京都の町を掘ると、何かが出てくる─。こんな言葉を聞いたことはありませんか? では、いったい京都の地下にはどんなものが眠っているのでしょう。
それを調べるために訪ねたのが、普段は公開されていない発掘調査の現場。河原町丸太町の北西角にある元春日小学校です。
「江戸時代末期から明治の初めにかけて、生蓮寺と公家屋敷があった場所です」とは、発掘調査を行う京都市埋蔵文化財研究所の吉崎伸さん。
「京都の市街地は、平安時代以降ずっと人が住み続けています。昔はがれきや生活ゴミを処理する発想がなかったので、その場所に積み重ねて、整地していました。ゴミが何層にも重なっていると言えば分かりやすいかもしれませんね。今かかっている層の調査が終われば、さらに下層の、もっと古い時代の調査をします。土の色と質で違いを見分け、掘り進める箇所を決めていくんですよ」
作業をしている皆さんは、手慣れた様子でスコップなどを使い、不要な土を取り除いていきます。記者が滞在した1時間ほどの間にも、食器や丸瓦の一部が次々に出土。その正確な場所を記録係が図面上に書き込んでいきます。遺物は、一つ一つ番号が付けられ、どの場所からいつ出土したのか分かるようにした上で京都市埋蔵文化財研究所と併設の京都市考古資料館で管理しているのだそう。
ところで、大きなくぼみ(右写真)が見えますが、これは何ですか。
「池の跡ですね。しっくいで固めた土の上に水をはっていたのでしょう。当時の公家が屋敷からこの池を眺めていたかもしれません。
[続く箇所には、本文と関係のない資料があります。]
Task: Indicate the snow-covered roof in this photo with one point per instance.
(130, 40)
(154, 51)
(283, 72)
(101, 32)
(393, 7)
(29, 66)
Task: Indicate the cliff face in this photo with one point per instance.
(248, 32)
そのほか、ここからは、かまどや井戸の跡も見つかっています」と吉崎さん。
見ていると、約200年前の生活がそこにあるように感じられ、なんとも不思議な気分になってきます。
「当時の生活実態を垣間みることができて面白いでしょう。記録をとれば土は埋め戻すので、こういった空間にいられるのはほんのひとときですが」
こうした発掘調査での出土品のうち、旧石器時代から江戸時代までの遺物や資料が展示されているのが京都市考古資料館です。展示物を見ることで、積み重なった歴史の上で生活していることを、あらためて認識するきっかけになりそうです。
「地下水は、大地からの恵み。神秘的な資源です」と話すのは、水の文化を研究しているカッパ研究会・世話人の鈴木康久さん。
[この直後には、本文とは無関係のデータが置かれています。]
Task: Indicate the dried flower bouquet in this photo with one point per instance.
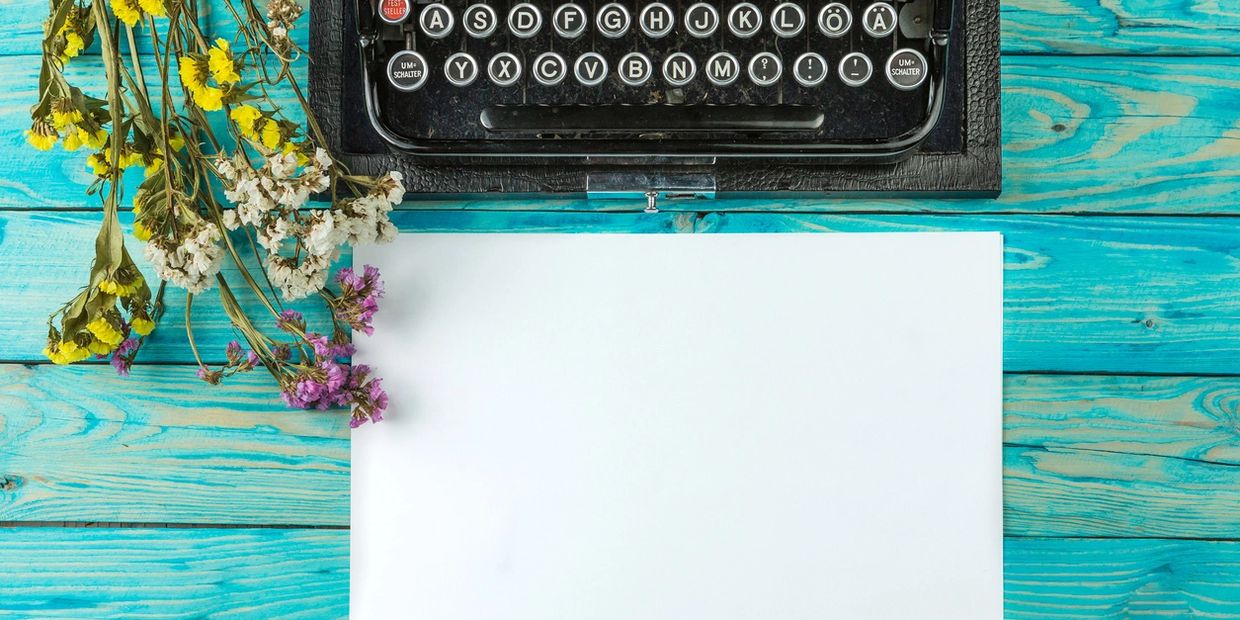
(227, 175)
京都では、古くから、名水と呼ばれる湧き水や井戸水が生活の一部として親しまれてきました。京都盆地の下には南北33キロ、東西12キロ、深さ800メートルの〝水がめ〟があるとされており、水量は約211億トンなのだそう。琵琶湖が水量275億トンとのことなので、そのスケールの大きさが分かりますね。
この水がめは、100万年前から今までの間、現在の京都市が海の一部だった時期があったことの名残なのだとか。「周りの地層から海洋プランクトンも見つかっているんですよ」と鈴木さん。
鈴木さんによると、平安時代から江戸時代のころは、3メートルも掘れば、どこでも地下水が湧いて出たという京都。食文化も地下水の影響を受けているのでしょうか。
「どの町家も日々の暮らしに井戸水を利用していました。作業行程で水をたくさん使う豆腐や麩(ふ)、日本酒をどこでもつくることができる環境だったんです。おいしいものをつくろうと味や技術を競い合って切磋琢磨(せっさたくま)し、食文化が発達したと考えられます」と鈴木さん。
ここ数年で、使われなくなった井戸を復活させるといった動きもある京都。地下水の価値にあらためて注目が集まりそうです。
地下水があることで発達した京都の食文化の一つが和菓子。
1803年創業の京菓子店「亀屋良長」の店先には、今も水が湧き出ている井戸があります。これは、二十数年前に社屋を現在の醒ケ井四条角に新築した際、地下を80メートル堀り、復活させた井戸なのだとか。醒ケ井通にちなんで、くみ上げた地下水を「醒ケ井水」と名付け、この水を使ってお菓子が作られています。
「シンプルな素材であるからこそ、水はとても重要です。和菓子の主な原料は豆、米粉、餅米、砂糖。井戸水を使うと、これらの香りが引き立つんです。家庭でご飯を炊くときやお茶を沸かすときにも同じことが言えると思います。これが、〝おいしい〟と言われる京の食文化の秘密かもしれませんね」と、八代目代表取締役の吉村良和さん。